Heaven and Earth

Projekct X – Heaven and Earth (2000)

Adrian Belew — Guitar and additional ‘V Drumming’
Robert Fripp — Guitar and Soundscapes
Trey Gunn — Bass Touch Guitar and Baritone Guitar
Pat Mastelotto — Traps and Buttons

This release is comprised of jams from The ConstruKction of Light sessions. It’s much better than Thrakattak (1996) which is just a lot of guitar wankery and silly noises.

The main reason it really works is drummer Pat Mastellotto, taking the attitude of ‘get out of the way or follow’.

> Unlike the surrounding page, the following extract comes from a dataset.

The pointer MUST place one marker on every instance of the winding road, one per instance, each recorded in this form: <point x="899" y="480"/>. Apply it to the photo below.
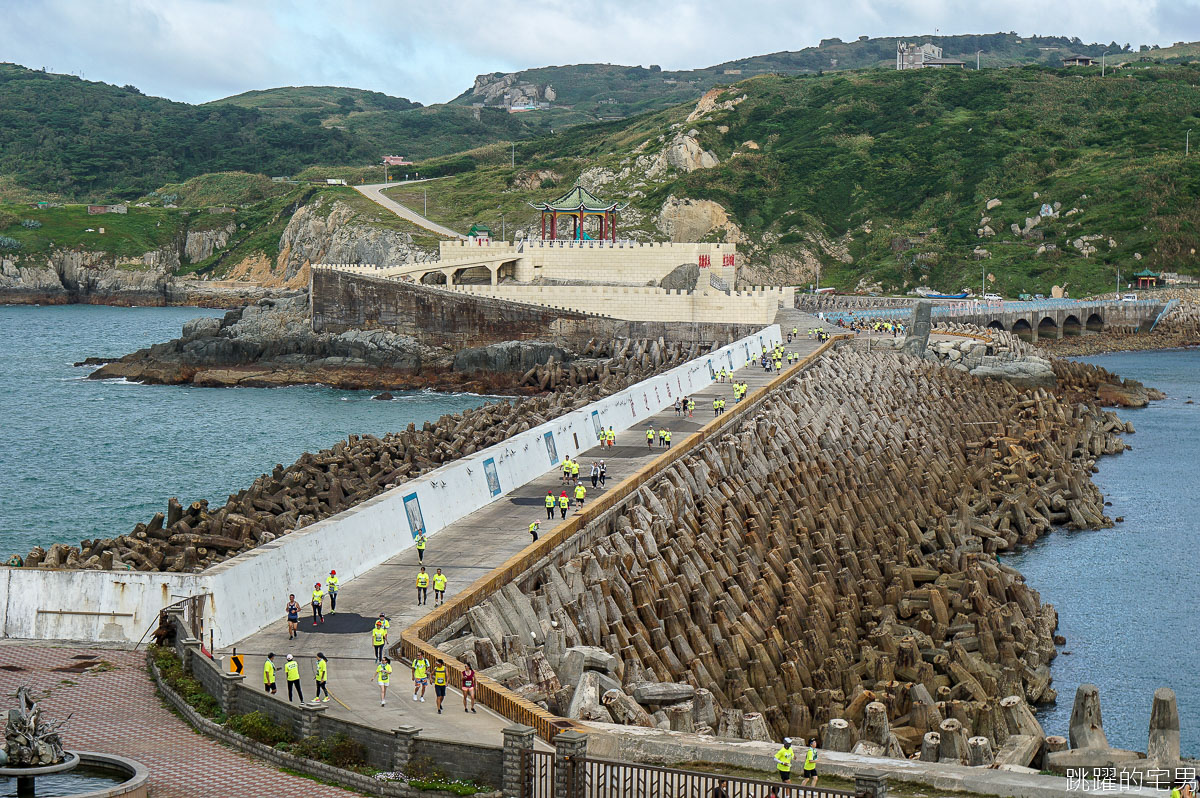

The sound is cosmic and futuristic, built with an unrelenting tension from the manic electronic driving rhythm pulses.

He contrasts Bill Bruford’s cerebral attack, creating a new KC that’s has an electric energy and trippy, organic subsonic stomp. Stick player Trey Gunn, really anchors the bottom end with a snake-like prowess; winding and driving against Pat’s dominating beats.

Mastellotto’s performance is scarily propulsive and far more congruous with this style of the material than ever before. Instead of using an electronic kit to merely replicate the cymbal washes and snare pops of an acoustic kit, he uses sampled sounds to his advantage, using spontaneous studio jams to retrospectively create arrangements that embrace the dark, electronic trance pulse of the digital age, while at the same time retaining the angular improvisation.

Everyone else is just there to fill in the void.

As labyrinthine as the roadmaps were for previous albums, they were still roadmaps; and often laden with guitar parts recognizably descended from territory of the 1980’s lineup.

Here Fripp and Belew shed the calculated straitjackets and let roar like never before. It is a true window into the age-old Crimson manifesto of attempting to control chaos.

‘Superbottomfeeder’
Is a big blast of Pat and Trey hitting the low end while Fripp & Belew riff over it all.

“Heaven and Earth”
Is the best track, having a more composed form and structure. It begins quietly, but soon morphs into a strong groove by the rhythm section.

This a favorite album of mine because of it’s unrelenting crazy crackling energy.